Inventories increased 0.4 percent over last year and were 6 percent lower on a per-store basis. Said Jones, “We are in a healthy place going into summer. Back-to-school assortments are robust, with receipts planned to arrive late June/early July. And our marketing initiatives are in place to connect with our customer, and we anticipate a good back-to-school season.”
Regarding the second quarter, she said branded apparel is “still comping in a strong place” while basketball remained “still very, very strong” and has a stream of launches planned. Added Jones, “Knowing what is impactful in the back part of the quarter with the back-to-school timing coming, as well as the launches that we know are out there, we are pretty comfortable with where we are headed for second quarter.”
Operationally, Rosenthal noted that over the last 30 days, Hibbett has fully transitioned to its new wholesale and logistics facility with few complications. Rosenthal said the company is “excited in the potential that this facility will deliver in terms of getting the right product to the right place more efficiently than ever before.”
By back-to-school, about 70 percent of its categories will be under its markdown optimization program.

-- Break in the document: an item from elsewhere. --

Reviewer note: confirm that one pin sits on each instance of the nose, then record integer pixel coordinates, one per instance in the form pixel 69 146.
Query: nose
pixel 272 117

Hibbett has also begun executing on the first phase of its omni-channel push. One initial focus includes “firming up our IT infrastructure by investing in technology, people and processes,” said Rosenthal. The second is upgrading its store technology and hardware, including point-of-sale.
Hibbett opened 16 stores – a record number for a quarter. It also expanded 4 stores and closed 4. It ended with 939 stores at the end of the quarter, and remains on track to a net of 65 stores this year. New store productivity remains strong in the high-70s.
Hibbett Sports maintained its guidance for the full year, calling for EPS in the range of $2.78 to $2.98, up from $2.70 in 2013. Comps are expected to climb in the low-to-mid single digits.